The disciples seemed to feel that Jesus was too important to be bothered with little children. The term that Matthew uses refers to children in general of any age. Luke tells of this same incident that there were very little children among those brought to Jesus, nursing infants in fact, even babies. There was throughout the culture a low estimate of the importance of children. Jesus did not share that viewpoint. Jesus used the lowliness and unimportance of children to illustrate the humility that he requires of his followers. Everyone must be childlike in the sense that he understands himself to be needy, undeserving of the favor of God and man, and helpless apart from the grace of God.

NOTE: In my way of thinking children are possibly the most vivid and accurate illustration of what Jesus wants-they have nowhere else to turn. C.S. Lewis put it this way: "The gospel is not for the well-meaning, but for the desperate." The Lord made the same point in other ways when he accepted, to the amazement and absolute consternation of the Jewish religious authorities, the sick, the outcasts, Gentiles, and women.

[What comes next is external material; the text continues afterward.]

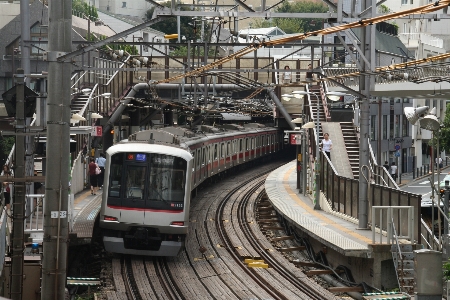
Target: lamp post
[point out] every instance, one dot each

When the blind men cry out for Jesus' attention near Jericho, later in 20:31, the crowd rebuked them for bothering the Master. Their attitude was the same as his disciples here. Jesus had better things to do, more important things, than attend to blind people, to outcasts. But Jesus' warm acceptance of all those who are in need, and now children, indicates this fundamental truth: that we do not qualify for Jesus' attention and help by some virtue or status that we have acquired. It is our need only that attracts Jesus to us. Jesus came as the great physician, looking for those who are sick and in need of Him. Whenever I think of this reference to Jesus my response is, "Over here, Jesus!"